If you'd prefer to make a smaller cake, use only half the quantity (to make 11 circles) or use a full quantity of the pastry and make the circles thicker.
In place of of the circles of baking paper, you can use kransekake moulds which can be bought here
- Prep Time : 1h 15 min
- Cook Time : 15-20 minutes
- Yield : 30
Cream together the butter and 120g icing sugar, then add the almond paste in small pieces, beating until well incorporated - this will take a few minutes. Add the yolks one at a time, then the essences. Stir through the flour. Preheat oven to 180C/160D fan-forced.
Draw circles on 22 sheets of baking paper, starting with a 2.5cm circle. Use a compass if you one as it makes the work easier. Continue drawing circles, increasing the size by 5mm all around, until you have 22 circles. Place the paper on ungreased trays.
Fill a piping bag with some of the mixture, using a plain nozzle 1cm in diameter. Squeeze dough out along the inside of the circle. If you have a fan-forced oven, several trays can be baked at once, otherwise two trays at a time will do. Bake for 15 - 20 minutes - the circles should be lightly golden.
Remove from oven and leave on the tray until cold. Carefully remove paper from the baked circles. Place the largest one on a serving platter and continue until all are arranged one on top of one another.
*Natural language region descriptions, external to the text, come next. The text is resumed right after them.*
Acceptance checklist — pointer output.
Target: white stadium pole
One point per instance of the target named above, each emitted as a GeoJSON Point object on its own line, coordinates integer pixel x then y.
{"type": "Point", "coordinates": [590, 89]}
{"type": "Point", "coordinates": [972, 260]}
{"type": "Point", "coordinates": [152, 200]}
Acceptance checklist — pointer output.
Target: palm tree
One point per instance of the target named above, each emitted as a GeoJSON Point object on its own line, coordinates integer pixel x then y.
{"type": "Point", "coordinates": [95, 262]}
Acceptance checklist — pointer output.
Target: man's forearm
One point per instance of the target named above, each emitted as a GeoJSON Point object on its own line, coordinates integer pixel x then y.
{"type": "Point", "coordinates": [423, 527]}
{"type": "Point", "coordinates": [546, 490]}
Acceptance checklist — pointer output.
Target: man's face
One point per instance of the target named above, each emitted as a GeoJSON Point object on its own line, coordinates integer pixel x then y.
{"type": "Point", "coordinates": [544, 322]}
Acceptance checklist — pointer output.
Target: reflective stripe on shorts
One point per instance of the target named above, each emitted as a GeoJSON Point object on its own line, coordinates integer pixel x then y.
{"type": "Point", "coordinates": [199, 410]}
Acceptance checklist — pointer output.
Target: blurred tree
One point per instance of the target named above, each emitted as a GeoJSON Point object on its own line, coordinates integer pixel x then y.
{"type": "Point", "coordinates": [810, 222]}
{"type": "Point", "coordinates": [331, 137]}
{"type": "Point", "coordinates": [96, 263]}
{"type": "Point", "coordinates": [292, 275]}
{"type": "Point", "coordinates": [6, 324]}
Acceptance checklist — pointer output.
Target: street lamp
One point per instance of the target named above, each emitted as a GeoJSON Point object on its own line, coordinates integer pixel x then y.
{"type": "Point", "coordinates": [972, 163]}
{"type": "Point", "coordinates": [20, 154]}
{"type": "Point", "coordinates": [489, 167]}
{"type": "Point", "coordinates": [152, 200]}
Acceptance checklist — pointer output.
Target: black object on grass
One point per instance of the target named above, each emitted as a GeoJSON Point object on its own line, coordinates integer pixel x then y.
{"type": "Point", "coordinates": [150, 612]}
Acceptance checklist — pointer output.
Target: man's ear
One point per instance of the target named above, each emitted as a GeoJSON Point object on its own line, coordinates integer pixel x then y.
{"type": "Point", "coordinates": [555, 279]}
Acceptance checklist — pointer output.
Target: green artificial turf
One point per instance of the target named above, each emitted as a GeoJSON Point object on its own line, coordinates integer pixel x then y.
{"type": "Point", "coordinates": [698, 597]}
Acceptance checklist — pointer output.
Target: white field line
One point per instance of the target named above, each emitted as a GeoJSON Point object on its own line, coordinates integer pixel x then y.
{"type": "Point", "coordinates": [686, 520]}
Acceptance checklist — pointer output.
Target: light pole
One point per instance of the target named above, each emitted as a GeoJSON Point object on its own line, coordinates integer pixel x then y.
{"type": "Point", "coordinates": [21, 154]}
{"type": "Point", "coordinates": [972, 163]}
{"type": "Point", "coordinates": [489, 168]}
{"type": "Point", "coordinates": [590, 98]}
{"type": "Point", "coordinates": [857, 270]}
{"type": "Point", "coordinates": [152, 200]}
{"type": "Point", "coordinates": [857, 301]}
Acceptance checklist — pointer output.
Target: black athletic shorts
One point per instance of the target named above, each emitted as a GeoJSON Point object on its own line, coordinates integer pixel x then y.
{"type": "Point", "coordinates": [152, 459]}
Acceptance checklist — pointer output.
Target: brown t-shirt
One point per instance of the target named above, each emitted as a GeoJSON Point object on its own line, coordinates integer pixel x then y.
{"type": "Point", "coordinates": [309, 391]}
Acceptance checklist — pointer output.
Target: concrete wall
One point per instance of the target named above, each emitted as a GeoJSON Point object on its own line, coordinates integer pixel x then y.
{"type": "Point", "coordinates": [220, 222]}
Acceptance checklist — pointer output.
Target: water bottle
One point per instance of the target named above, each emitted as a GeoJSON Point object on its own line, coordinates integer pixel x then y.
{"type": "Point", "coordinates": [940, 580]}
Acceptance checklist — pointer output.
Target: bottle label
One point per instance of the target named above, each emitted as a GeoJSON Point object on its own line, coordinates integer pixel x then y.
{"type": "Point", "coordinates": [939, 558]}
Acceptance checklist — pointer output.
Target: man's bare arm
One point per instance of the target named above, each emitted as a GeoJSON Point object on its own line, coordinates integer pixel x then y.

Make a soft icing by adding sifted icing sugar to the lightly beaten egg white and lemon juice. Beat hard until you have a softly moulding mixture. Drizzle some frosting on the platter to secure the cake. Place largest ring on frosting. Use a clean icing bag with the smallest nozzle for writing, drizzle icing over in scallop pattern over first ring. Place next largest ring on top and decorate and stack in order. The scalloped frosting will hold each ring in place.
Dust with icing sugar (or decorate with cherries stuck on toothpicks inserted between the rings).
To serve: break off pieces of the rings and eat like biscuits.
Tip: If you're making it one a hot day, add a little more flour to the dough.